Railway Ministry announces trip will take less than four hours, versus previously announced five.
China’s Beijing-Shanghai high-speed connection, which is the most important link in the country’s ambitious rail plans, will be faster than previously announced when it fully opens in 2013. The project was designed from the start for trains capable of 217 mph top speeds, but the government estimated total trip time of five hours on the 819 mile corridor, which would have meant average speeds of 164 mph on the whole line, a bit above typical for a corridor of this type. The country has now announced that its ambitions are even larger, and that trains will average over 200 mph to make the trip in less than four hours.
What’s significant about this announcement is that it means that trains will be moving at speeds higher than the 217 mph initially proposed for the major parts of the trip, making this by far the fastest conventional high-speed line in the world when it opens. The decrease in travel time from five hours to four also will allow trains to take a far higher percentage of the market share on China’s most important intercity link. Though three hours is typically seen as the time barrier under which trains can take travel share from airlines, a four hour trip on this corridor will make it a very popular choice for a link that already carries 10 percent of the country’s rail traffic. A trip between the cities today takes around 12 hours by rail.

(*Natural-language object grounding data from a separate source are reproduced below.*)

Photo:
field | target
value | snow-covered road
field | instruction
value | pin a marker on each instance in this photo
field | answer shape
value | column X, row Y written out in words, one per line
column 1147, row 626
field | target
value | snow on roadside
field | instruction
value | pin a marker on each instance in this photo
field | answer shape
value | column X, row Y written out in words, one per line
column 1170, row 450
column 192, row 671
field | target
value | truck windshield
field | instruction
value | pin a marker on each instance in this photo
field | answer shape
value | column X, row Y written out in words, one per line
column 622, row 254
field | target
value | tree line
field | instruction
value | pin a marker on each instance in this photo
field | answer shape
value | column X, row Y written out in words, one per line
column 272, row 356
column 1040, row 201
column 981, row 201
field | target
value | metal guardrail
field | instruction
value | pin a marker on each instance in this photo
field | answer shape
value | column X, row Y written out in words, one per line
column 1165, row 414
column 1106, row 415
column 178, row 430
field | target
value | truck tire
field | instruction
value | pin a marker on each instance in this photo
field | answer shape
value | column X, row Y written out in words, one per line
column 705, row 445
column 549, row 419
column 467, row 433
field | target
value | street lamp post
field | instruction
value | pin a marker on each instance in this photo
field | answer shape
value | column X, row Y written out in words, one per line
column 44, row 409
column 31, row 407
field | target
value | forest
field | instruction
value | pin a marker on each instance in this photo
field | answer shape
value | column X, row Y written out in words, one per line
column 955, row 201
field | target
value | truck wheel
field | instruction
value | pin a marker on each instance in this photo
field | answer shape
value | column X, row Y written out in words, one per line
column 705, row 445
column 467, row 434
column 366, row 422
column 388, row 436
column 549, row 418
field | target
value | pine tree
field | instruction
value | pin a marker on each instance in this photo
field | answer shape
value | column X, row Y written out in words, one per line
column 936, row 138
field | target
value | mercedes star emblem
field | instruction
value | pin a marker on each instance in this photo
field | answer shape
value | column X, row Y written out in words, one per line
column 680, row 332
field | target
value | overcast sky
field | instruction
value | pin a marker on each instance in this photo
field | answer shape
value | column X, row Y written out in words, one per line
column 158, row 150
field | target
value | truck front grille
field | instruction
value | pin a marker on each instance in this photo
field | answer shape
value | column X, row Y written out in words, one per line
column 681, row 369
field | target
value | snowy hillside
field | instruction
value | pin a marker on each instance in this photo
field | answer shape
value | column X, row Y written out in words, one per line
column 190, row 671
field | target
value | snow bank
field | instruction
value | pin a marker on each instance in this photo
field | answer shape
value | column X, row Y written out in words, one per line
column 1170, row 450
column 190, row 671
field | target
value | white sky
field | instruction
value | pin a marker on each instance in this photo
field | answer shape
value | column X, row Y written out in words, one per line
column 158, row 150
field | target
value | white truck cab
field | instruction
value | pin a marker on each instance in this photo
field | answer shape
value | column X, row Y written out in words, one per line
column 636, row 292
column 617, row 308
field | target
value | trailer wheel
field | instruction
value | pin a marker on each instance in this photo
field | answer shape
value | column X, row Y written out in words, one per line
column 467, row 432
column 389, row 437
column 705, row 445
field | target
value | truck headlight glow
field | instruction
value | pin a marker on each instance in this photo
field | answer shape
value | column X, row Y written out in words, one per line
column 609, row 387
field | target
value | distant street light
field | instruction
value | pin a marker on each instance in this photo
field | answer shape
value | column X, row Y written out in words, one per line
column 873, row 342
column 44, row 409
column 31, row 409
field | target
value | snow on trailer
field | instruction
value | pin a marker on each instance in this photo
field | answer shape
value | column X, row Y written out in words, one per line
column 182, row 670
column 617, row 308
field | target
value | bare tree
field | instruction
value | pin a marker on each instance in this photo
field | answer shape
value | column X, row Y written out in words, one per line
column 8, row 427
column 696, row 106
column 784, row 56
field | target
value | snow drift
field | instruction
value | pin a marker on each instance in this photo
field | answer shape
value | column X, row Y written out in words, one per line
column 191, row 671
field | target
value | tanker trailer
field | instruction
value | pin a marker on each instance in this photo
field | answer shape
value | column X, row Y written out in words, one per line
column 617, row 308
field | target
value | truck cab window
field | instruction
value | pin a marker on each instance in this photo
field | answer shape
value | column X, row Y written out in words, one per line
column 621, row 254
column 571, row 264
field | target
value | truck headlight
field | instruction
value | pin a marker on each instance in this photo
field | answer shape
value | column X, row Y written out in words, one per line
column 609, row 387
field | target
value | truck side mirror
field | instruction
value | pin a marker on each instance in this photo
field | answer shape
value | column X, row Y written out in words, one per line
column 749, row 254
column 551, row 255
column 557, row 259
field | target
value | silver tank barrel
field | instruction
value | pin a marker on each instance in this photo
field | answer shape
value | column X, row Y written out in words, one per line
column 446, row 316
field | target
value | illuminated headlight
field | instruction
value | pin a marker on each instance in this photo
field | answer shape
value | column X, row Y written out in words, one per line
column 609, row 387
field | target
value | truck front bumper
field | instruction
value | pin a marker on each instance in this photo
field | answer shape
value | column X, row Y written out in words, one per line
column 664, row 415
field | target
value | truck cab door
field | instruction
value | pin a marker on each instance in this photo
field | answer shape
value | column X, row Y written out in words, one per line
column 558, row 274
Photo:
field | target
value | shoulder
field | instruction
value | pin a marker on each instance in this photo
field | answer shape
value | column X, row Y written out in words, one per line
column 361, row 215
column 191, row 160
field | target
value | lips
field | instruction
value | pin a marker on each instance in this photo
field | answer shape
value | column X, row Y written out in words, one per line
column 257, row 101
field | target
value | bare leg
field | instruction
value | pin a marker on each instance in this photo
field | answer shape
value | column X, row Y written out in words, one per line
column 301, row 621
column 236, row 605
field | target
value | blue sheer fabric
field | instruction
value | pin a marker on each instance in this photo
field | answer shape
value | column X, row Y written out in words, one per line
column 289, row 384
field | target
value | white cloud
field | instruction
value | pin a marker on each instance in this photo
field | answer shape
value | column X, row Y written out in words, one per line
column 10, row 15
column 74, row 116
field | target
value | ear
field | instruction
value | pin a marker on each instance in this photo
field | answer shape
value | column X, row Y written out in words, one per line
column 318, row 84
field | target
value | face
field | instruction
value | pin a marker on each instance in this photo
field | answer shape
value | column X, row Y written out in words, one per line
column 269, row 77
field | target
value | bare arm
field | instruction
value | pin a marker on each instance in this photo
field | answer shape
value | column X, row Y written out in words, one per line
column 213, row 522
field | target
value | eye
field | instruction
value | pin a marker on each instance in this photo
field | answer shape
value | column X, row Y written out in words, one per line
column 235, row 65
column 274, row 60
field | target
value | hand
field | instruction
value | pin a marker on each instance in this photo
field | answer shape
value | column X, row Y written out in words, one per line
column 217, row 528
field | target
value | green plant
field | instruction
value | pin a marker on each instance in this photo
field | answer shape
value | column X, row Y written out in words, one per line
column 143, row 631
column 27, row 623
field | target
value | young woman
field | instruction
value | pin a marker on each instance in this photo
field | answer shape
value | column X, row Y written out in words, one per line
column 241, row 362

The distance between Beijing and Shanghai is roughly equivalent to that between New York and Chicago.
China’s Railway Ministry sees its investment in new corridors as an essential way to avoid congestion as the country develops. China only has 1/50th of the number of airports as the U.S., but its high-speed railway network, measuring up to 7,000 miles by 2020, will be the longest in the world.
Beijing’s increased confidence in its capacity to deliver what amounts to the world’s most advanced high-speed corridor will be buoyed by a favorable stock market reaction, because the country is likely to list a holding company controlling the corridor on the stock market. Doing so would allow China to raise further funds for fast rail expansion, making this corridor only the first among many.